Mark Scialla reportedly met family members of some of those who died in police firing against protesters
An American journalist who was working on a documentary on the health impact of the Sterlite copper smelter plant in Tamil Nadu's Tuticorin has flown back, after he was directed by the police to leave the country, citing violation of visa conditions. Freelance journalist Mark Scialla, who arrived in the country on a tourist visa on December 27, has been issued a leave India notice.
The Tuticorin police had questioned him on Sunday and continue to question anti-Sterlite activists he had met.
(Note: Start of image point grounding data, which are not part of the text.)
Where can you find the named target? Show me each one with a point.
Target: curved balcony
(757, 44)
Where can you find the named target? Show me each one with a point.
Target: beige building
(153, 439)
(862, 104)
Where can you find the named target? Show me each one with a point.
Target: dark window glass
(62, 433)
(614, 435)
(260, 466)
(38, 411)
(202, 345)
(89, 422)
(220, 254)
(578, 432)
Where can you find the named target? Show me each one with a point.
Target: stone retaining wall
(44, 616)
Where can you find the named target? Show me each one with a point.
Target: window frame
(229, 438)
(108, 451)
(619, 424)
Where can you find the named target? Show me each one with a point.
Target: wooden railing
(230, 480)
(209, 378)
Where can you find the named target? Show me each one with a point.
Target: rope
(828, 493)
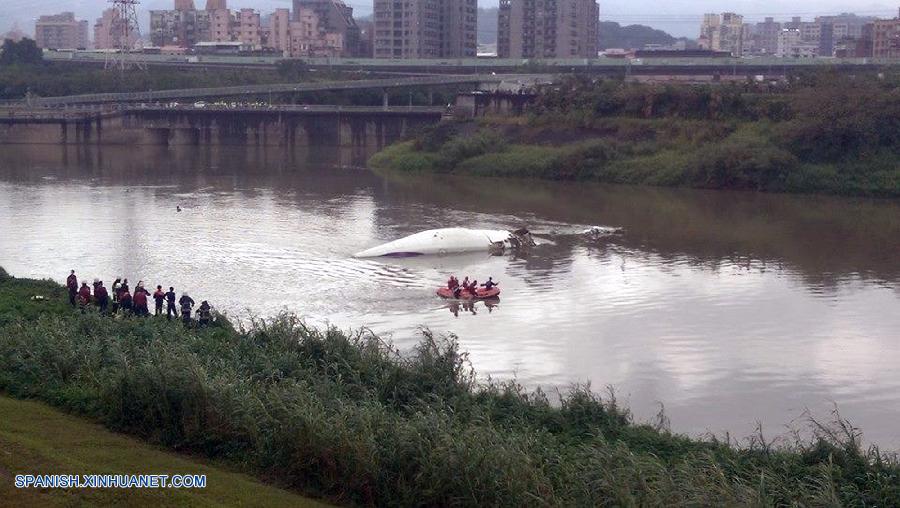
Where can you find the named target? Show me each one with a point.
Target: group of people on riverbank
(453, 284)
(123, 300)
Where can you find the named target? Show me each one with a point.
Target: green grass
(346, 417)
(37, 439)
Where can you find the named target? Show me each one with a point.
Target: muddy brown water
(730, 308)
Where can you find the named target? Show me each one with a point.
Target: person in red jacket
(140, 302)
(125, 302)
(72, 286)
(101, 296)
(84, 296)
(158, 297)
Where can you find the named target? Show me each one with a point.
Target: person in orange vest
(140, 301)
(72, 286)
(84, 296)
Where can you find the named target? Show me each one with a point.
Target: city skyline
(681, 19)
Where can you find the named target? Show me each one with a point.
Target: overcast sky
(678, 17)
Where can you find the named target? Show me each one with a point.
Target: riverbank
(817, 134)
(345, 416)
(38, 439)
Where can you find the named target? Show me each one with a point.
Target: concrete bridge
(358, 131)
(262, 90)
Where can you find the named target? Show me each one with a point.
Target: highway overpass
(602, 65)
(192, 94)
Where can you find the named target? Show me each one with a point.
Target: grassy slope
(718, 153)
(36, 439)
(344, 418)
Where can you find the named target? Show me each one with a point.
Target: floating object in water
(465, 294)
(595, 231)
(449, 241)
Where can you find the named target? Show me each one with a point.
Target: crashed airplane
(452, 241)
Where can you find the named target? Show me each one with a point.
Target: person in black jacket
(170, 304)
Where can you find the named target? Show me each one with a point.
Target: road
(260, 90)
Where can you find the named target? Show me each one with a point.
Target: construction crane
(126, 31)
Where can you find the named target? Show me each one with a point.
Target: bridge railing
(229, 91)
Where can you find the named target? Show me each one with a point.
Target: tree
(22, 52)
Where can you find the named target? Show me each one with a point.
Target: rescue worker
(72, 286)
(489, 284)
(204, 314)
(170, 304)
(140, 301)
(125, 301)
(117, 290)
(158, 298)
(84, 296)
(101, 296)
(187, 303)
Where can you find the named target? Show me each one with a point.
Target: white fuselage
(438, 241)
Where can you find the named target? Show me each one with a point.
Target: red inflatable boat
(481, 293)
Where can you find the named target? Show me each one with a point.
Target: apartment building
(109, 30)
(247, 28)
(61, 31)
(335, 18)
(886, 38)
(548, 29)
(425, 29)
(279, 31)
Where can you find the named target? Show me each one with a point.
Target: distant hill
(487, 25)
(614, 35)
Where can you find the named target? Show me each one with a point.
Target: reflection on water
(728, 307)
Mr Scialla had also reportedly met family members of some of those who died in police firing against protesters in May last year.
"Mark had violated visa conditions. He was working on a documentary and an article on Sterlite impact. He would return via Hyderabad. We are also enquiring anti-Sterlite activists he met," district Superintendent of Police Murali Ramba told NDTV.
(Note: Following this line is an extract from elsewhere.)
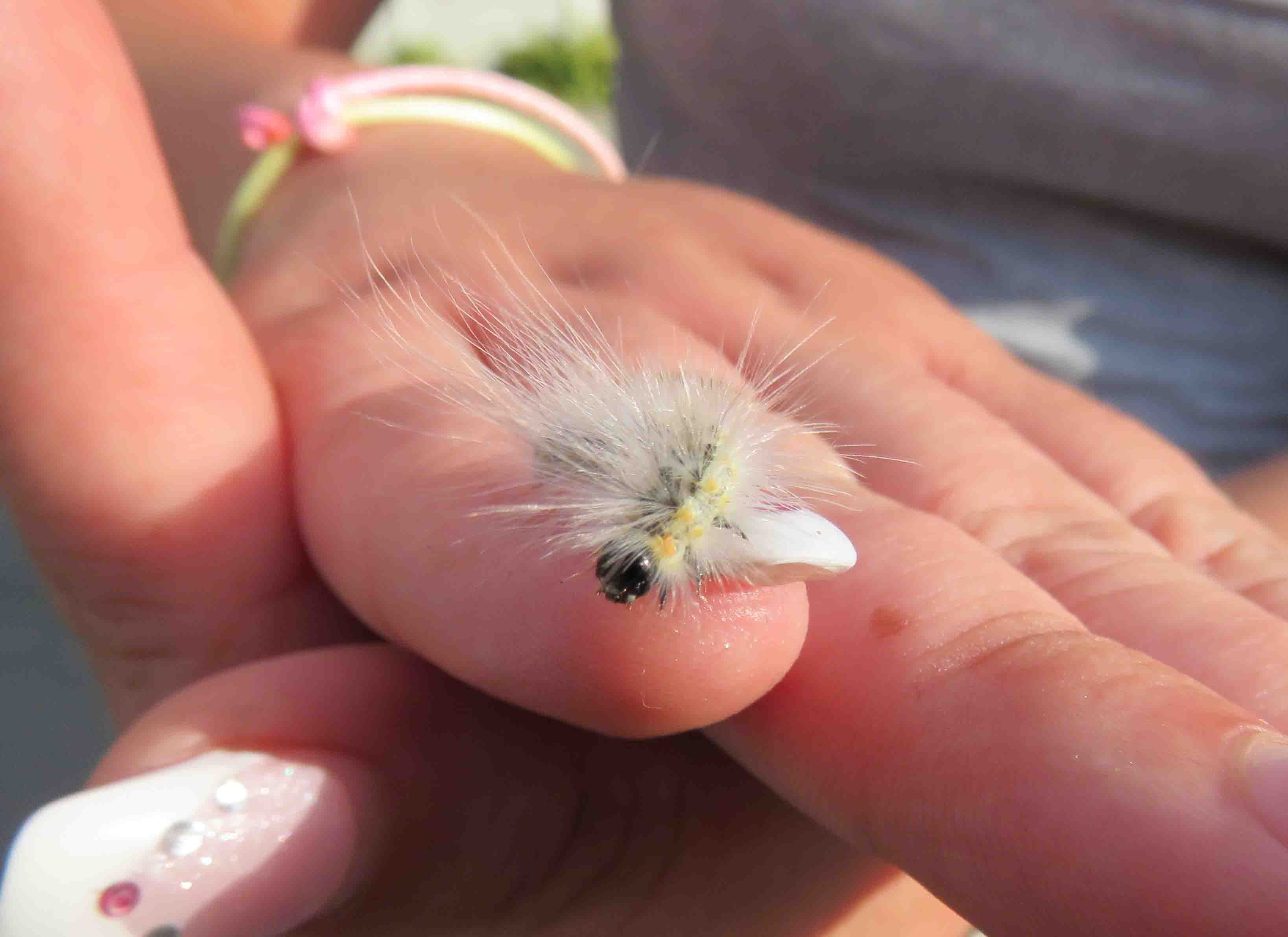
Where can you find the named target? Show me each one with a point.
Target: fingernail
(227, 843)
(1264, 765)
Claiming environmental and health violations by Sterlite, the state government had shut down the plant after the police firing against anti-Sterlite protesters that killed 13 people. The National Green Tribunal allowed Sterlite to reopen subject to compliance of norms and Rs 100 crore be spent for community development. The Madras High Court, however, has stayed the reopening. The state government has also filed a plea in the Supreme Court challenging the green court's nod.
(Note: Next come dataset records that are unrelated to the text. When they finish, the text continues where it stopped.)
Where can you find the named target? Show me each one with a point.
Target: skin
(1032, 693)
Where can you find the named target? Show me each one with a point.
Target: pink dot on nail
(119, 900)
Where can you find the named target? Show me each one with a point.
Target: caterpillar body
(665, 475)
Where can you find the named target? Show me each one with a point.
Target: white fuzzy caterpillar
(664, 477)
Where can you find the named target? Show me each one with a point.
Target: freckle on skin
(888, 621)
Recently, Sterlite had announced a Rs 100 crore initiative to develop quality educational and health infrastructure in Tuticorin, hoping to reopen the plant. On Wednesday, the Tamil Nadu Pollution Control Board refused to consider issuing consent to operate the plant, citing the state has filed an appeal in the Supreme Court.
The opposition has asked the ruling AIADMK to take a policy decision by the cabinet banning cooper smelting plants in the state.